No whisky for us, but at least it was local.

I’d heard of an old timber trestle rail bridge in the area so we asked for directions and headed off to check it out. “Watch out for snakes down there” our waitress warned. It was down a dusty, corrugated gravel road, but certainly well worth a look.

Arty shot as suggested by Marty.It was really hot down in this valley, maybe 35C and no breeze to be had at all. The bikes were parked in the shade!

Here’s a framed shot of Steve.

The bridge is now used as part of a bicycle path. One of many “rail trails” in the Australian countryside.

Two brave motorcyclists walk across the bridge towards a large black creature with horns.

Two brave motorcyclists return, the horned creature stands its ground!

By the time we rode the few kilometers back up the corrugated, gravel road Andy was concerned that his clutch wasn’t feeling quite right nor functioning correctly so he and Steve decided to head for home back along the way we had come, rather than taking in the 12 Apostles – Great Ocean road loop.

Marty and I said our farewells and headed off to the coastal township of Port Campbell. We fueled up and the rode the GOR through the twisties to Laver’s Hill.

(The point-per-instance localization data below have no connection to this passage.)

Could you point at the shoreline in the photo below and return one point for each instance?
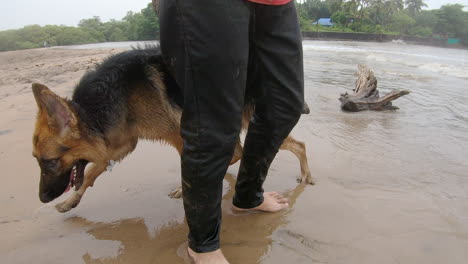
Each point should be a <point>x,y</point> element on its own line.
<point>379,38</point>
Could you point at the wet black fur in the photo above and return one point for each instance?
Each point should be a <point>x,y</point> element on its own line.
<point>100,97</point>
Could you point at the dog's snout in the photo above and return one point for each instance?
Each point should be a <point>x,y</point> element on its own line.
<point>44,197</point>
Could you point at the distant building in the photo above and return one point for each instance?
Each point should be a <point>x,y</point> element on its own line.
<point>324,22</point>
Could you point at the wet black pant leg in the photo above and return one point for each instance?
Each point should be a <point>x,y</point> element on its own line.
<point>212,70</point>
<point>277,47</point>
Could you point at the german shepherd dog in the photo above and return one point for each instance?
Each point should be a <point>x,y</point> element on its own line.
<point>130,96</point>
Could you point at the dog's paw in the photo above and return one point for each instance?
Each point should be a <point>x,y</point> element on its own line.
<point>176,193</point>
<point>63,207</point>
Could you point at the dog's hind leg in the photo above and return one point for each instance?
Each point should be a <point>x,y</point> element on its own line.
<point>298,149</point>
<point>237,152</point>
<point>90,176</point>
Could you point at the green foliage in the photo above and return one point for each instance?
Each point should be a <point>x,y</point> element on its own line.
<point>404,17</point>
<point>143,25</point>
<point>370,16</point>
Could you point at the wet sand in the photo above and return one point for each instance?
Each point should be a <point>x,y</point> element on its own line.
<point>379,198</point>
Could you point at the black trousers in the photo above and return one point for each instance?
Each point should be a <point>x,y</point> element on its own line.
<point>208,45</point>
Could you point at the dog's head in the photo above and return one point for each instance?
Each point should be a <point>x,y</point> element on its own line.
<point>56,144</point>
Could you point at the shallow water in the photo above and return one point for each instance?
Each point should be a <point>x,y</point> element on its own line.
<point>392,187</point>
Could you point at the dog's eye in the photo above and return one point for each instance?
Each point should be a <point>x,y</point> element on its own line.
<point>50,162</point>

At Laver’s Hill we turned off the GOR and headed inland to Beech Forest and then Forrest via Turton’s Track. from there we headed back to Colac to see that the Norton devotees had arrived home OK, which thankfully they had!

We sat in Steve’s shed and chewed the fat for a while, then Marty and I saddled up and headed back to Geelong via Hwy 1. All up, 385 kms of scenic and really enjoyable riding with mates.

Summer has finally arrived – it’s forecast to be 41C (105F) here today!